Les violences systémiques imprègnent alors les sensibilités et envahissent les imaginaires, façonnant ainsi les paysages littéraires. Face à ce courant oppressant, la sororité, telle qu’elle se déploie dans ces œuvres, est décrite comme libératrice : elle rompt les digues des récits hérités pour creuser de nouveaux lits, où circulent des récits plus justes, plus inclusifs. Dans ce mouvement fluide et incessant, la sororité agit comme un acte de décolonisation des imaginaires, redistribuant les cartes littéraires et sociales avec une force collective.

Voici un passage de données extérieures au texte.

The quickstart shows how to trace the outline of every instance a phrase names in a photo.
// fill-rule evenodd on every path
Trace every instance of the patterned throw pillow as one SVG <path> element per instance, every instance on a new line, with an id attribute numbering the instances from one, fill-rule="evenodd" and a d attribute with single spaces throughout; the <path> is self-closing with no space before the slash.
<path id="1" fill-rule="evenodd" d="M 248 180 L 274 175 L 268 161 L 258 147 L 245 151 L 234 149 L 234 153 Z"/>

Intersectionnalité et pluralité des voix
Kimberlé Crenshaw, avec sa théorie de l’intersectionnalité, met en lumière les enchevêtrements entre sexisme, racisme et autres formes d’oppression. Cette perspective enrichit les récits de Marcia Burnier et Nelly Slim dans It’s Been Lovely But I Have to Scream Now, une anthologie féministe et queer qui revendique le pouvoir de la pluralité. Chaque texte, écrit à la première personne, s’inscrit dans une dynamique où le collectif ne gomme pas les singularités, mais les exacerbe. Dans cette même idée, Audre Lorde, dans Sister Outsider, insiste sur l’importance de relier les luttes sans effacer leurs spécificités en rappelant que la sororité, pour être authentique, doit intégrer les différences – aucune femme n’est libre tant qu’une autre est enchaînée. Cette tension entre unité et diversité est le défi central d’une sororité réellement transformatrice, à la fois pour les femmes et pour la société à laquelle elles appartiennent.
La littérature permet d’explorer des alternatives possibles, mondes où les logiques patriarcales seraient renversées. Dans Beloved de Toni Morrison, la communauté féminine devient par exemple un refuge face à la brutalité de l’histoire – cette solidarité, forgée dans l’épreuve, offre une vision des liens humains transcendant la violence. De même, Marie Rouzin, dans Treize Âges de la vie d’une femme, retrace l’évolution d’une femme à travers les étapes de son existence, chacune marquée par des luttes contre l’effacement. Ce récit qui traverse son histoire et ses lecteurs, montre que l’émancipation ne peut se réduire à un acte isolé : elle est une construction collective, un tissage patient de récits croisés.
La sociologie révèle les structures de domination, la littérature leur donne une chair sensible.
Réinventer les récits
Les œuvres de Jouniaux, Vincent, Pesloüan et Delorme proposent une réinvention des récits et, grâce à elle, les corps, les mémoires et les solidarités deviennent les matériaux d’une nouvelle humanité. Cette réinvention passe alors par la transformation et le changement, force et socle d’une construction plus libre.
La sociologie révèle les structures de domination, la littérature leur donne une chair sensible. Ensemble, elles offrent une double voie pour le changement : comprendre les rouages des oppressions et imaginer les échappées possibles. Au cœur de cette dynamique, la sororité s’impose comme une force essentielle, car à la manière d’une forge, elle façonne un lieu où les mots, les idées et les liens deviennent des outils pour bâtir un monde libéré des chaînes patriarcales.
Ces récits, nourris par les imaginaires d’un monde post-patriarcal, nous ouvrent des brèches : les alliances humaines peuvent se tisser et l’oppression peut enfin céder. Ils nous invitent donc à les lire ou à les écrire, mais également à les incarner, pour que cet avenir, encore fragile dans ses contours, devienne un présent à habiter pleinement.